How is it diagnosed?

Although the symptoms are quite characteristic, unfortunately there is no test that is 100% accurate in diagnosing Cushing's Disease. The most commonly used tests are: (1) The Urine Cortisol to Creatinine Ratio (UCCR) Test. This is very good as a screening test, but gives lots of false positive results (in other words, you may get a positive result even if the dog doesn't have Cushing's, but it's very unlikely you'll get a negative test if it does). (2) The ACTH Stimulation Test, which works by measuring the response of the adrenal glands to the ACTH hormone. (3) The Dexamethasone Suppression Test (in High and Low Dose forms), which looks to see whether adrenal function is reduced when additional steroids are introduced to the body, which it should be but isn't in Cushing's. The High Dose test can also distinguish between Pituitary and Adrenal Cushing's.
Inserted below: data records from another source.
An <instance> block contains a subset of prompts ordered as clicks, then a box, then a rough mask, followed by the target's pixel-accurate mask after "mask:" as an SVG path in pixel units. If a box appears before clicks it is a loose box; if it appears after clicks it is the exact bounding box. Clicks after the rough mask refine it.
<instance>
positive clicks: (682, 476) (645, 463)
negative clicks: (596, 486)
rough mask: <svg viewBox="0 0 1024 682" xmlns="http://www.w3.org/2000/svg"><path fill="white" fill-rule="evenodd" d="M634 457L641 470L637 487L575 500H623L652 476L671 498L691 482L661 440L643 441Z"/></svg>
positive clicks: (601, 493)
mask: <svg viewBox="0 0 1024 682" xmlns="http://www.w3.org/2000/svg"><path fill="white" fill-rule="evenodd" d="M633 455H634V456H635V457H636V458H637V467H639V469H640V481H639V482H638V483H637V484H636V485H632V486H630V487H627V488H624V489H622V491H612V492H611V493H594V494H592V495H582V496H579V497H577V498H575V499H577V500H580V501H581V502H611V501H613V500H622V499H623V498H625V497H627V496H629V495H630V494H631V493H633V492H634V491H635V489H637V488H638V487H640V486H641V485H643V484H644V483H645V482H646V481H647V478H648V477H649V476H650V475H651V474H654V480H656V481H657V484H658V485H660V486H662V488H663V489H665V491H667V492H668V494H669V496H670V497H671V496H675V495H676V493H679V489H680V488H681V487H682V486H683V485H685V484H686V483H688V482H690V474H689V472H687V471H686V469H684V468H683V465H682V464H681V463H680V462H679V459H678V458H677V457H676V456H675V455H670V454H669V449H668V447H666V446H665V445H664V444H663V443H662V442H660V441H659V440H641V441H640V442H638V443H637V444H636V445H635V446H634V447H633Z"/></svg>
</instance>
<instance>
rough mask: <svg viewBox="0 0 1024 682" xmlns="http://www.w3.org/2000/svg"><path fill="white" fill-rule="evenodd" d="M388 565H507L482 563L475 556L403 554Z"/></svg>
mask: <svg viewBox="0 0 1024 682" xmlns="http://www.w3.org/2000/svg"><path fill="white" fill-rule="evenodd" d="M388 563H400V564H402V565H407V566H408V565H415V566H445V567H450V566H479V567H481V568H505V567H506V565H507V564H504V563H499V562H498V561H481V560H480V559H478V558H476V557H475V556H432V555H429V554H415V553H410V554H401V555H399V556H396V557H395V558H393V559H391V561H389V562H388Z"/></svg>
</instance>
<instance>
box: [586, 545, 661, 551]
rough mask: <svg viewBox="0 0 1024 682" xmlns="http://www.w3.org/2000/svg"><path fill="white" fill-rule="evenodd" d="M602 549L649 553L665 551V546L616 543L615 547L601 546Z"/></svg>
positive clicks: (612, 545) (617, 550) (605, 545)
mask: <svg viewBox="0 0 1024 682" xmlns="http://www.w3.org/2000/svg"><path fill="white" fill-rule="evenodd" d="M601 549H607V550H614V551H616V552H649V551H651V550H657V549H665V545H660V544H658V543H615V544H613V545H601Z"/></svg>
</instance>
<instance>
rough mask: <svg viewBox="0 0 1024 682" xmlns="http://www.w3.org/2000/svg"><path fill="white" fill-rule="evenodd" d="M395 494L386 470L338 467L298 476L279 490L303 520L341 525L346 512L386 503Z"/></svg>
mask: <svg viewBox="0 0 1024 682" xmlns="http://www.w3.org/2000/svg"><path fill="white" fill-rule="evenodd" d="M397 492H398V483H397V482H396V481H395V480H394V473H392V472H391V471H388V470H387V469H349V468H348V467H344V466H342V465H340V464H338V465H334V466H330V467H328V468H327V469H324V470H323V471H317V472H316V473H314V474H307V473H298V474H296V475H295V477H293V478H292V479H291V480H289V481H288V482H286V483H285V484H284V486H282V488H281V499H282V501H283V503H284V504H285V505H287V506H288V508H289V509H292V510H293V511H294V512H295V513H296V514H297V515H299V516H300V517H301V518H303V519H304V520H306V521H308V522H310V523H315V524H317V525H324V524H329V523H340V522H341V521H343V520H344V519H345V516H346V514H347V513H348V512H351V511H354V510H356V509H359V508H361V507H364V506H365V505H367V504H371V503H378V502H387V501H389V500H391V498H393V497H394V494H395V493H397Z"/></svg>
How can it be treated or managed?

The standard treatment is with medications that temporarily suppress the adrenal gland's ability to make cortisol; with the proper dose, cortisol levels can be managed and kept within the proper range. The active ingredient in these tablets is trilostane, and they are licensed for use in dogs. There is another, related, drug, that permanently destroys the adrenal tissue (mitotane), but this is not licensed and is rarely used, because even a very slight overdose could lead to Addison's Disease.

Can it be prevented?

No, there is no preventative treatment known.